Google Analytics

How To Remove Referral Spam from Google Analytics

JannelleChemko
ByJannelleChemko

What is Referral Spam?

Referral spam is a technique used by spammers to make several repeated requests to a website via a fake referral URL, so that the spammer can advertise that website.

I’ve noticed over the last few months that the amount of referral spam showing up in Google Analytics has started to increase to the point where it really skews the data. Around the web there has recently been a bit of buzz on this issue, and more and more posts have been popping up, giving advice on various techniques for filtering this traffic, or even hitting the server to begin with.

Referral_Spam_Examples_in_Google_AnalyticsThis can be very frustrating and waste a lot of time, as it’s gotten to be up to 5-10% of overall traffic in some cases, even for those sites that have substantial monthly visitor counts.  As a result, the data has to be manipulated more to get a good sense of where traffic is actually coming from. Also, it can be annoying to have to continually explain to a client what semalt and 100dollar-seo is, and why it keeps showing up in their analytics when it isn’t actually helping them.

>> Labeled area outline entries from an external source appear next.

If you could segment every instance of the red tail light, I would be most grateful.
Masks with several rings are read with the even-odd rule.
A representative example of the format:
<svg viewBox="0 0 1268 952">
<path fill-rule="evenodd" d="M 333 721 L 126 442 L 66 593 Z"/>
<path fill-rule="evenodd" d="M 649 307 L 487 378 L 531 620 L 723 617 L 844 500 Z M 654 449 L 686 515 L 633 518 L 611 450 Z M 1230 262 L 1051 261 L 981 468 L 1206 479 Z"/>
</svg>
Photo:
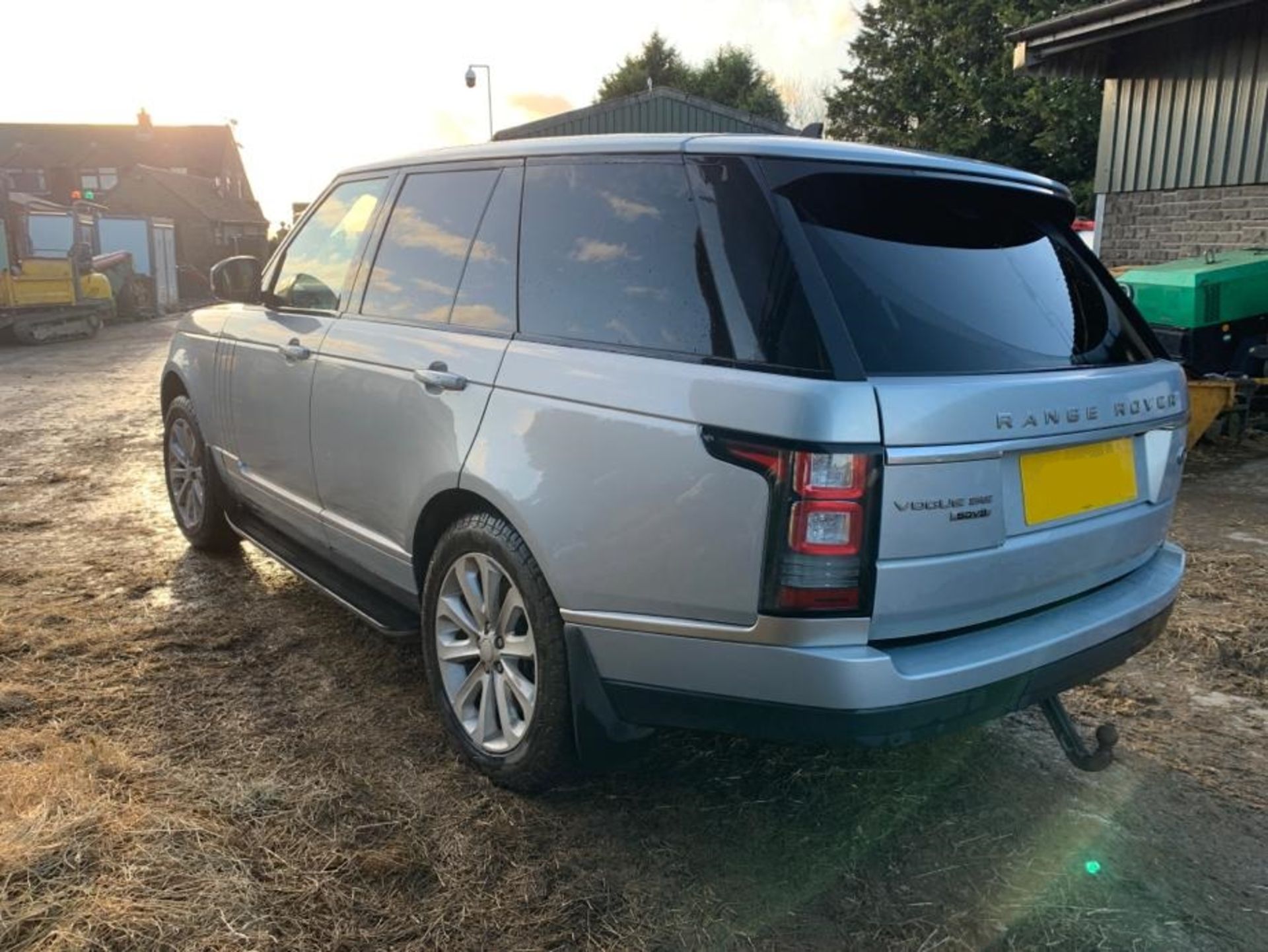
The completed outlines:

Since Google hasn’t taken any steps at this point to help users deal with this issue, we needed to take this into our own hands, and tried to find a solution that was easy to implement and solved the problem without causing further difficulties. So here we went, on a little journey…

Failed Solution 1: Updating the .htaccess file

Back in February of this year, the first method we tried was to actually manipulate the .htaccess file, to prevent the traffic from even hitting the server in the first place. This involved a few steps that our development team could easily take, to add in all of the offensive URLs and banish them from showing up forever. Once this was implemented, however, we noticed a huge slowdown on a couple sites – the more pages, the worse the site speeds got. With every request, the referrer was being checked multiple times and it added up a lot. In our case, average time to first byte for every file was about 500-600ms after the change, while it was 100-150ms before the file was updated.

As a result, we decided to revert back right away, and put up with the skewed data until finding another workable solution.

Failed Solution 2: Adding Domains to the Referral Exclusion List

Another option that we looked at was setting a Filter to add the unwanted domains to a Referral Exclusion List under Admin –> Tracking Info.

Well, it turns out that this didn’t work either, as this doesn’t end up actually removing the Users and Sessions, but just moves them to be added to your Direct Traffic stats instead. After running this option for a few more days, I stumbled into an article by Black Belt Robots that showed that this was indeed the case, and helped me towards my current solution.

After these two failed trials and tribulations, we’ve managed to find a solution that isn’t complex and doesn’t take too much time.

Our Steps to Success!

Step 1: Setup Bot Filters

One thing that you should definitely be doing as a base starting point is to go to the Admin tab of your Analytics account and under specific View, select Bot Filtering to exclude all hits from known bots and spiders (although I’m curious to know how much of an impact this has at the moment).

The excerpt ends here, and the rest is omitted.